I called my local dodge dealer yesterday and told him my blower works great, but no air comes out of the vents.. He said, lol I know the problem! Said the price was 25 bucks and change for the fix and he didnt even need to look up the part number. Said its a ball to remove the dash to fix it.

My wife ran over and grabbed the part yesterday and I looked up the pics from many guys who had already joined in on the fun..

This morning I got up early and fixed her..

Here are some pics of a fun saturday morn.









Not a hard job, but it looks bad, uh? lol









Here is the broken door. It had fallen down into the duct blocking all of the air flow.









Here is where the old box and door was.. This is why the dash has to come out.









The new and improved reirc door/box assembly.









The new and improved box installed.

So if your 2003 and up dodge quits blowing air, but the blower fan still works, here is the fix for it..
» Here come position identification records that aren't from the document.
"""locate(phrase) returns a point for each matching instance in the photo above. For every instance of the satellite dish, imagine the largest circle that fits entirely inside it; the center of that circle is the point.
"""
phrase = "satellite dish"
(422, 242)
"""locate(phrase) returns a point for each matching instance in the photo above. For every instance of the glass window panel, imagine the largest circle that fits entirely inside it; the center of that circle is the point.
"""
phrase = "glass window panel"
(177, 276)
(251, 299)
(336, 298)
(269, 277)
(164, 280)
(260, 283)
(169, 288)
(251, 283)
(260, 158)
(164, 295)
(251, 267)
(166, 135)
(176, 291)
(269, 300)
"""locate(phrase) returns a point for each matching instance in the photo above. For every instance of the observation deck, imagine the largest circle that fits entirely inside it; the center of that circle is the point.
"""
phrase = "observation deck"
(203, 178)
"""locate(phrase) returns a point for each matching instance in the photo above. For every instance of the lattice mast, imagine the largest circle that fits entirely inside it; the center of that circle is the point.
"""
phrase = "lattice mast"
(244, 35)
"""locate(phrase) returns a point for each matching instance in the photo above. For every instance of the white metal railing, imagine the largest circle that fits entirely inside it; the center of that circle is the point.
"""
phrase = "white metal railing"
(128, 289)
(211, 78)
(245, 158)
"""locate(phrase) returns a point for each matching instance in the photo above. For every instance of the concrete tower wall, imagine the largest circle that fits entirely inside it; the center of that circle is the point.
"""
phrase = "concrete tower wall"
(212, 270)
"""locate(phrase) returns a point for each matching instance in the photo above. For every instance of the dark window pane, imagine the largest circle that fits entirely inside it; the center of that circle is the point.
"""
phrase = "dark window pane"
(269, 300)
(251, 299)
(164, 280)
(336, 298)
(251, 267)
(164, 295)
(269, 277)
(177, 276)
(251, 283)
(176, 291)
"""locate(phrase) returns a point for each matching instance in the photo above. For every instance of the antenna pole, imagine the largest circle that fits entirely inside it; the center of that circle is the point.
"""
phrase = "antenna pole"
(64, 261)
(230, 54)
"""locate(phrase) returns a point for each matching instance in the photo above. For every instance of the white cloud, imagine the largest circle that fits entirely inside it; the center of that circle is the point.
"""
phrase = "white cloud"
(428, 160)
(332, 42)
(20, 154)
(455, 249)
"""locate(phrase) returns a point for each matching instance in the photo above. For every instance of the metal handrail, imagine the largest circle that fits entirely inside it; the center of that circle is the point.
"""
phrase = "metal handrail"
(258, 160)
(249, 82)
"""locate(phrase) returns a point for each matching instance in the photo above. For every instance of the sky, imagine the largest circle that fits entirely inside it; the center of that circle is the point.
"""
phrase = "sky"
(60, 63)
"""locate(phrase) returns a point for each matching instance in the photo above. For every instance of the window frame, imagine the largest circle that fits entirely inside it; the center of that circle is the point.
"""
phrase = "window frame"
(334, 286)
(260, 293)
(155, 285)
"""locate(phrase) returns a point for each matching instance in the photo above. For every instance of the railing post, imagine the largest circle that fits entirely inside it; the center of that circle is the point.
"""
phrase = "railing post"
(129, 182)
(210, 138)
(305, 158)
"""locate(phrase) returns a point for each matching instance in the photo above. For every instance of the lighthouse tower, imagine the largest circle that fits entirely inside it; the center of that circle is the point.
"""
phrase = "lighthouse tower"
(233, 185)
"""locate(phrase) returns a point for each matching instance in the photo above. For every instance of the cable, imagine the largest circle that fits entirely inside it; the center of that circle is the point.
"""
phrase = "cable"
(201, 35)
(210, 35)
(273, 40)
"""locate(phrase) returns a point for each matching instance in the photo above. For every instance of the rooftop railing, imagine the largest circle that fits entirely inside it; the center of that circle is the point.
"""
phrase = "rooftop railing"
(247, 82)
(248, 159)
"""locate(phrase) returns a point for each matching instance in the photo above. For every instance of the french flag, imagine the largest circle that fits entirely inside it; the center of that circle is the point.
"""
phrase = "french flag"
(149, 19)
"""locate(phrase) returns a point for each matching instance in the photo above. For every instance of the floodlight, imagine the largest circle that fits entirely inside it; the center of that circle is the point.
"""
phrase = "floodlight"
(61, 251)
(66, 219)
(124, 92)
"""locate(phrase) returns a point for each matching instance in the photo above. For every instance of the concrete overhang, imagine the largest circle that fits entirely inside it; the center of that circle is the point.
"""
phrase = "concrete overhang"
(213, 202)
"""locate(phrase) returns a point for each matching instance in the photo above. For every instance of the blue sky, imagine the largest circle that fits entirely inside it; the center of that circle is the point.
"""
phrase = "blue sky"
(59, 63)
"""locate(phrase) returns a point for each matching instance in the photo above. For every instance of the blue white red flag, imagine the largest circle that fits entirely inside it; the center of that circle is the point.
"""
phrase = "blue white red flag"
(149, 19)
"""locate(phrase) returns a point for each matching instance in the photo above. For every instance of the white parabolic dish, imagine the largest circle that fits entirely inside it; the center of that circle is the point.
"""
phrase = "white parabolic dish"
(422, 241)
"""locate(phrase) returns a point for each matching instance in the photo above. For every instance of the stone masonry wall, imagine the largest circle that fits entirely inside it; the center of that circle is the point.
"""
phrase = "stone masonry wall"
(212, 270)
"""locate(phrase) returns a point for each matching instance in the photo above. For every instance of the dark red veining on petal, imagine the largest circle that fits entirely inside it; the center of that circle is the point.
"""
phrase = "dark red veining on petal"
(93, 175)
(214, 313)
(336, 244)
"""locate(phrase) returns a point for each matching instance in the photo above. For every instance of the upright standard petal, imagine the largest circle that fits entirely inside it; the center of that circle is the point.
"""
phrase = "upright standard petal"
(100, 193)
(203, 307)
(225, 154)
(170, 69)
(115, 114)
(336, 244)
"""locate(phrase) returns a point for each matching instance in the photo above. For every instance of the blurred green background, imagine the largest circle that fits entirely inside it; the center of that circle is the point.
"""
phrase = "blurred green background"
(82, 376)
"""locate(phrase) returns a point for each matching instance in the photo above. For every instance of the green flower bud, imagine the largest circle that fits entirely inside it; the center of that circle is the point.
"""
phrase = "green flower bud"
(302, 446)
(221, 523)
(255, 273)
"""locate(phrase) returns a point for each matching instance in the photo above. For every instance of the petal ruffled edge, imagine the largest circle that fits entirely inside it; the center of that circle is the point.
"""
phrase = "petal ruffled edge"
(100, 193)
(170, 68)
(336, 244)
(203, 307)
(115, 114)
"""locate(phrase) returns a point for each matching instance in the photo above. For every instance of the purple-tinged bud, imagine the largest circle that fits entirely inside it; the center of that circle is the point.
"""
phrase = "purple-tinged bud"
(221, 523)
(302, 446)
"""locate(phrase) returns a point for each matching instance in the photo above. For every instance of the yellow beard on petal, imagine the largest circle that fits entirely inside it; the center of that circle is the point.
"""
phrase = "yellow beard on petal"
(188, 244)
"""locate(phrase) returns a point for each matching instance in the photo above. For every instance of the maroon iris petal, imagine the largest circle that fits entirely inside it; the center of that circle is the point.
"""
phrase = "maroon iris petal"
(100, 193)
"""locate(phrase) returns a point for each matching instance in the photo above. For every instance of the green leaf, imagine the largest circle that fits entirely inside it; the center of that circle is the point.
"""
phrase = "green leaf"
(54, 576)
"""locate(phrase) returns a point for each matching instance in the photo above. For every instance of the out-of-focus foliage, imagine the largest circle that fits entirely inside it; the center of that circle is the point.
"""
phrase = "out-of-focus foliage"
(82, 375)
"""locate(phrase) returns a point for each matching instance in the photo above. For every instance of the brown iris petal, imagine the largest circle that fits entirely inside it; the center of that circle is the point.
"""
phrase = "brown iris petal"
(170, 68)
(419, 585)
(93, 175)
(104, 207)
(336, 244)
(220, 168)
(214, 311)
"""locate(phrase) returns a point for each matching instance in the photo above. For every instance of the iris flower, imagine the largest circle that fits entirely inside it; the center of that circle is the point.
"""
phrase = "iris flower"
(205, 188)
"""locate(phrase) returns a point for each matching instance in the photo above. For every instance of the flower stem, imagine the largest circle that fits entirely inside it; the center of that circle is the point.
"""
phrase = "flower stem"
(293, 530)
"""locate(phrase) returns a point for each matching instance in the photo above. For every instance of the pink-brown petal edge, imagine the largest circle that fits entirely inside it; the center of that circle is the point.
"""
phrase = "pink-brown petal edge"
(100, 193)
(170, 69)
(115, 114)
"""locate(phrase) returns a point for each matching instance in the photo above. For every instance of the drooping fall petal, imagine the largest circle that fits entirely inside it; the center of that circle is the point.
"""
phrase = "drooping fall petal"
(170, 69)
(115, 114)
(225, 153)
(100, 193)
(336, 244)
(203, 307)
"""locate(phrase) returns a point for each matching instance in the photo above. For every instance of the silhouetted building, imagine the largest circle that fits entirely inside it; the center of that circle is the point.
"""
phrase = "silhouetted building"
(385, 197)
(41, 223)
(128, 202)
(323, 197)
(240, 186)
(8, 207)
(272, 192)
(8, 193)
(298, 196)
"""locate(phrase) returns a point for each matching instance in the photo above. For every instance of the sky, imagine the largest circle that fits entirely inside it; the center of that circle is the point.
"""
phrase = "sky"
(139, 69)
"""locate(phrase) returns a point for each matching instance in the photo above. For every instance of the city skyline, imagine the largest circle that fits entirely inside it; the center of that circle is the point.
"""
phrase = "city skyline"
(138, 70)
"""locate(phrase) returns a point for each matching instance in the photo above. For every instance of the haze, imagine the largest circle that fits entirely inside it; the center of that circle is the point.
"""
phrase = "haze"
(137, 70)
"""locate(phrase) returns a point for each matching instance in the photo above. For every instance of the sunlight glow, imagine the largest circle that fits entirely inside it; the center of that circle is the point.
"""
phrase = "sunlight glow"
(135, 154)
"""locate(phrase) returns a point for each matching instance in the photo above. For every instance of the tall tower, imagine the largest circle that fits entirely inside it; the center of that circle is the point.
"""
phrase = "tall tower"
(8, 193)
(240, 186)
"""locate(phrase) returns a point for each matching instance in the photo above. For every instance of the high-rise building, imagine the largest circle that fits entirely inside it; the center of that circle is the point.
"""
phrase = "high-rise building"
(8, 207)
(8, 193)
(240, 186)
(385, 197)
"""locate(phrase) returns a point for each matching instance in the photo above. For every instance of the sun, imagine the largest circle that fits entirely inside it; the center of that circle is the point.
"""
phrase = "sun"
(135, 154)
I think in late 2007 they are now using the new improved version from the factory.

Mine lasted 120k miles, hope yours lasts longer... Dealer charges around 800 bucks for the fix.

Carey


----------



## sleecjr (Mar 24, 2006)

I had mine done about 1 month ago. It needs to go back, drivers side blows colder than the passengers by 10-15 deg.


----------



## Carey (Mar 6, 2012)

I have heard that models with dual zone air are even more fun to fix.. Hope they get er fixed for ya!

Carey


----------



## wolfwood (Sep 19, 2005)

EEEEEEEEEEKKKKKKK









$800? Might be worth it to have somebody else rip open my dash


----------



## Oregon_Camper (Sep 13, 2004)

That sure looks like a LOT of work.

Glad is was "easy" for you....


----------



## camping479 (Aug 27, 2003)

Had that happen to our ford van at work, major pain for the mechanic to get it apart.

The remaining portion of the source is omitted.